Les travaillistes ont affirmé que leurs politiques vertes réduiraient les factures d’énergie de 300 £ d’ici 2030. Mais leur analyse a été critiquée car elle était basée sur les recherches du groupe de réflexion sur l’énergie Ember, qui a pris comme point de départ l’automne 2023, lorsque les factures étaient élevées en raison de les répercussions de la crise énergétique.

Les factures d’électricité ont déjà considérablement diminué depuis. Claire Coutinho, secrétaire fantôme à l’énergie, a affirmé que ce chiffre était un « mensonge ».

Un porte-parole travailliste a déclaré samedi qu’il s’était engagé à atteindre l’objectif de réduire les factures jusqu’à 300 £ d’ici 2030, par rapport aux moyennes de 2024.

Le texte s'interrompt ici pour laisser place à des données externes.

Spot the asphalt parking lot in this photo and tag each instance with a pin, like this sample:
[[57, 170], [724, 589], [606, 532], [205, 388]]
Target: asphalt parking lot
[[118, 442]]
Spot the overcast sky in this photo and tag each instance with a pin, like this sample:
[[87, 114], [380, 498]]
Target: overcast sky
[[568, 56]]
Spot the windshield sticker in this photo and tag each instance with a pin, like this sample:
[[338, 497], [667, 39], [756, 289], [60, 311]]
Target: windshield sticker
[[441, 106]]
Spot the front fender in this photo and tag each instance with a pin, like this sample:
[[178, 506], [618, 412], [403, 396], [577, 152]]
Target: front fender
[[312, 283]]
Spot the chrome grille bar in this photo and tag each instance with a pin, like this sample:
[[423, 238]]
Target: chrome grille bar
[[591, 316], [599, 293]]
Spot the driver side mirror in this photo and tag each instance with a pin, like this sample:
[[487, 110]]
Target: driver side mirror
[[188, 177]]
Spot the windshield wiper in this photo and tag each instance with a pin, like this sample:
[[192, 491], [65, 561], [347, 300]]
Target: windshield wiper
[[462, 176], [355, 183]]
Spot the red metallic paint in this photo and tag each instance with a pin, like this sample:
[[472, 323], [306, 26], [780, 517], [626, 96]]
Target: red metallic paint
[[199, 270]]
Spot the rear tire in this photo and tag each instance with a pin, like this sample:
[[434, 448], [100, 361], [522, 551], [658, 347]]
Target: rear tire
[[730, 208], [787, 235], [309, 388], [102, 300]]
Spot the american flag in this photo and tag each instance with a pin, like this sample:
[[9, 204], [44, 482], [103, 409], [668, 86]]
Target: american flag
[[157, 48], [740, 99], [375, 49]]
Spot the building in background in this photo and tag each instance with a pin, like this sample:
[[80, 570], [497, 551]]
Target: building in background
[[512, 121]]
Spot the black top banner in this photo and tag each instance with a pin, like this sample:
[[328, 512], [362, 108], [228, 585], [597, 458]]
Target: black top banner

Tous les députés conservateurs ne sont pas d’accord avec la position de Badenoch. Un sondage réalisé par le groupe de réflexion Energy and Climate Intelligence Unit a récemment révélé que la proportion de députés conservateurs favorables au zéro net est passée de 70 % avant les élections générales à 81 % après les élections générales – bien que sur la base d’une cohorte considérablement réduite.

Mike Childs, responsable des sciences, des politiques et de la recherche chez les Amis de la Terre, a déclaré que certains politiciens de droite étaient « irresponsables » et tentaient de « créer une guerre culturelle ».

Il a déclaré que le grand défi pour les travaillistes était de « convaincre les gens que les mesures qu’ils vont prendre sont justes et n’auront pas d’impact disproportionné sur les personnes aux prises avec le coût de la vie ».